I can’t remember how long they were there or how we managed to fit in my tiny one bedroom apartment- I know they stayed at least a couple of months. Maybe even six.

What I do remember is his drinking. He and a couple of friends came to visit me on set one day when I was doing a TV commercial- it was about 11am, and when I took a sip of his sprite it was full of SUPER. STRONG. VODKA. About once a week I would find vodka bottles hidden in my apartment. I wouldn’t look- but in a tiny apt I would just, find them… In my towels, in the cushions of my couch, under my kitchen sink. I was so confused. It was so weird. Why didn’t he just leave the bottles on the counter? All the drinkers I had known did it in public, even sloppily so, Dave was the first secret drinker I knew.
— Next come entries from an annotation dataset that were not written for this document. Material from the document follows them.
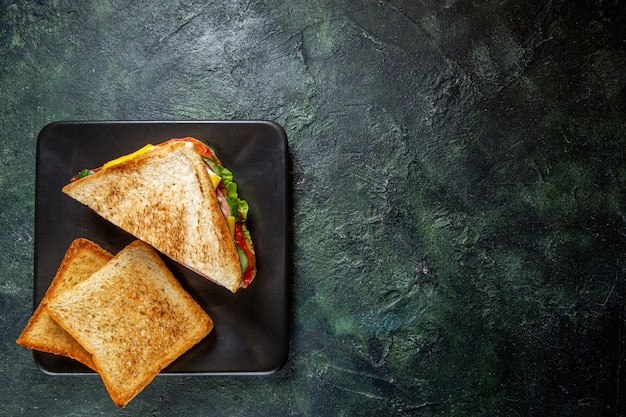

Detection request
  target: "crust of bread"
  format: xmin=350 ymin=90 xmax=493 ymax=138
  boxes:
xmin=48 ymin=240 xmax=213 ymax=407
xmin=63 ymin=142 xmax=242 ymax=292
xmin=17 ymin=238 xmax=113 ymax=370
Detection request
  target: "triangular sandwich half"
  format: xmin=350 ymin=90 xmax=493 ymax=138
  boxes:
xmin=48 ymin=240 xmax=213 ymax=407
xmin=17 ymin=238 xmax=113 ymax=369
xmin=63 ymin=138 xmax=256 ymax=292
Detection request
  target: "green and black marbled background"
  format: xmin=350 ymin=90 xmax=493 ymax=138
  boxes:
xmin=0 ymin=0 xmax=626 ymax=417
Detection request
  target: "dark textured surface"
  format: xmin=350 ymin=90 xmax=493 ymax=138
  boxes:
xmin=0 ymin=0 xmax=626 ymax=416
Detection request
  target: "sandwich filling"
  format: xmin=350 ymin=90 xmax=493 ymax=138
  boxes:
xmin=71 ymin=137 xmax=256 ymax=288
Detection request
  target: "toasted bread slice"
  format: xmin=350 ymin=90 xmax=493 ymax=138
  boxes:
xmin=17 ymin=238 xmax=113 ymax=369
xmin=48 ymin=240 xmax=213 ymax=407
xmin=63 ymin=142 xmax=242 ymax=292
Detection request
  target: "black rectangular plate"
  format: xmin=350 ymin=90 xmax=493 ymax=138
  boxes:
xmin=34 ymin=121 xmax=289 ymax=375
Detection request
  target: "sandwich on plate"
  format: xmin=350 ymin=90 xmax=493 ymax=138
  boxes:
xmin=63 ymin=137 xmax=257 ymax=292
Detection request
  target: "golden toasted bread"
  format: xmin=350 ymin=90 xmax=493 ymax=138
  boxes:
xmin=63 ymin=142 xmax=242 ymax=292
xmin=48 ymin=240 xmax=213 ymax=407
xmin=17 ymin=238 xmax=113 ymax=369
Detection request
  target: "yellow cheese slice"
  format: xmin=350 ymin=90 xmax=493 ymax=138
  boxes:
xmin=102 ymin=144 xmax=156 ymax=168
xmin=226 ymin=216 xmax=235 ymax=237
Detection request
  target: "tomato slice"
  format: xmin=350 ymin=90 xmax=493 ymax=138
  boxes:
xmin=162 ymin=136 xmax=215 ymax=160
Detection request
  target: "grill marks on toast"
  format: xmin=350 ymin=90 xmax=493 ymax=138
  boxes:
xmin=17 ymin=238 xmax=213 ymax=407
xmin=17 ymin=238 xmax=113 ymax=370
xmin=63 ymin=142 xmax=242 ymax=292
xmin=48 ymin=240 xmax=213 ymax=407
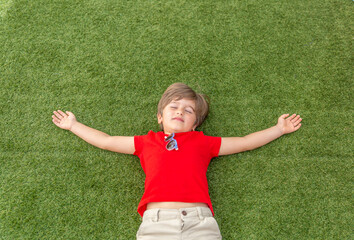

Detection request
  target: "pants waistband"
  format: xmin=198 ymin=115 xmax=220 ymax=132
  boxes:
xmin=143 ymin=207 xmax=213 ymax=222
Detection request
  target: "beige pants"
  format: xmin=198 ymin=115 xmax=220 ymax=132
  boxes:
xmin=136 ymin=207 xmax=221 ymax=240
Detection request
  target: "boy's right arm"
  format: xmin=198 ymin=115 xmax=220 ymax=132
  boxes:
xmin=52 ymin=110 xmax=135 ymax=154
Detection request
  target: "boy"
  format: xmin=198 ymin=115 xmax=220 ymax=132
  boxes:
xmin=52 ymin=83 xmax=302 ymax=240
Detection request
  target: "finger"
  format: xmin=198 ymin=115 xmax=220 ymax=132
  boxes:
xmin=294 ymin=116 xmax=302 ymax=126
xmin=291 ymin=115 xmax=300 ymax=123
xmin=53 ymin=111 xmax=63 ymax=120
xmin=295 ymin=123 xmax=301 ymax=131
xmin=52 ymin=118 xmax=60 ymax=127
xmin=58 ymin=110 xmax=67 ymax=117
xmin=52 ymin=115 xmax=60 ymax=123
xmin=287 ymin=113 xmax=296 ymax=121
xmin=66 ymin=111 xmax=74 ymax=116
xmin=280 ymin=113 xmax=290 ymax=119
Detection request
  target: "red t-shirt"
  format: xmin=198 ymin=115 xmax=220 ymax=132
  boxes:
xmin=134 ymin=131 xmax=221 ymax=216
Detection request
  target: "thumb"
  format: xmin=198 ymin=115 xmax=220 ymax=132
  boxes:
xmin=65 ymin=111 xmax=75 ymax=117
xmin=280 ymin=113 xmax=290 ymax=119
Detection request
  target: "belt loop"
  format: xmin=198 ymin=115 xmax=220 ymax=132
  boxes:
xmin=197 ymin=207 xmax=204 ymax=220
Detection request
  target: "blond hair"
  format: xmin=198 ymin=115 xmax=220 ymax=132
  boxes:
xmin=157 ymin=83 xmax=209 ymax=130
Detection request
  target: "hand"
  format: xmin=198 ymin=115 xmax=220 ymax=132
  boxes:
xmin=52 ymin=110 xmax=76 ymax=130
xmin=277 ymin=114 xmax=302 ymax=134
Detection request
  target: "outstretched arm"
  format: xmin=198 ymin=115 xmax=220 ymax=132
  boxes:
xmin=52 ymin=110 xmax=135 ymax=154
xmin=219 ymin=114 xmax=302 ymax=156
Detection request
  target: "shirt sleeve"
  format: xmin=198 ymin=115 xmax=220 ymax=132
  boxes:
xmin=205 ymin=136 xmax=221 ymax=158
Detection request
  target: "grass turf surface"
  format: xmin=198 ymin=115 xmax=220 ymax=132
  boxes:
xmin=0 ymin=0 xmax=353 ymax=239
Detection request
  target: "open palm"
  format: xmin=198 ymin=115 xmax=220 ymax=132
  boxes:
xmin=52 ymin=110 xmax=76 ymax=130
xmin=277 ymin=114 xmax=302 ymax=134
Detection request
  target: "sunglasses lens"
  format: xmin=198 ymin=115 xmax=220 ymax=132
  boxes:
xmin=166 ymin=140 xmax=177 ymax=150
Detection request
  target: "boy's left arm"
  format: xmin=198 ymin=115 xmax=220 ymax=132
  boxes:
xmin=219 ymin=114 xmax=302 ymax=156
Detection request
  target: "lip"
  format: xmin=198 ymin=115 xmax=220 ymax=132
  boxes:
xmin=172 ymin=117 xmax=184 ymax=122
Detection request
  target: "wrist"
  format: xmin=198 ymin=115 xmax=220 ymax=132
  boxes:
xmin=68 ymin=121 xmax=78 ymax=132
xmin=274 ymin=124 xmax=285 ymax=137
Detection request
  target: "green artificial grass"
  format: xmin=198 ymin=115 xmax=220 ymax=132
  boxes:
xmin=0 ymin=0 xmax=353 ymax=240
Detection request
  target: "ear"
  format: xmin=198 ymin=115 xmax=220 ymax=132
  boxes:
xmin=156 ymin=113 xmax=162 ymax=124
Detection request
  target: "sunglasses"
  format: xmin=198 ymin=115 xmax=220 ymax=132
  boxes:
xmin=165 ymin=133 xmax=178 ymax=151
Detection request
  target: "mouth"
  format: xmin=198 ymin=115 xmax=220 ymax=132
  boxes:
xmin=172 ymin=118 xmax=184 ymax=122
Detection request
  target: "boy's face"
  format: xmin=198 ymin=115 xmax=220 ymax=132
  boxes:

We shot that short film, and it was an especially fine piece of shit- however, I will say this, it LOOKED fucking terrific. In the end the script sucked and I learned the hard way that sometimes, you CAN’T fix it in post.

Dave and I kept in contact for the next 20 years. I saw him when I went to Seattle, and he and I wrote and later emailed. He struggled with sobriety, but last I spoke to him, he was sober, working at a sober living place and really making a go of it. He always emailed me when he moved, or had a big life change. But in the end, I hadn’t heard from him in a couple years, and the last time I SAW him was in Dec, 2006.

Couple of days ago Josh texted me that he had died. He had heard thru Facebook. Which, you know- fucking sucks. Cuz like, can you even trust Facebook??

David told me I should always have his parents phone number, you know, just in case. I called them, and despite wanting to, I left a message. A day or two passed, I didn’t call everyone because, I didn’t know what happened, and I wasn’t even sure if it was true.

It is.

I still haven’t really heard what happened. Heart Failure due to booze? Ooof. That’s a motherfucker. In the end maybe it doesn’t matter how, only that he died.

 I loved him, and I’m sad he’s gone. For a time I loved him most of all. And, even though I’ve had a parent die, and suffered like, real grief, this one hurts too. And as I look back thru photos, I realize that everyone dies. And sooner or later, the longer we last, the fewer and fewer people are alive in our old photos. And that just fucking sucks.

My history with David was an accumulation of small moments. Building toward a sad quiet implosion and the hope that he could have stayed.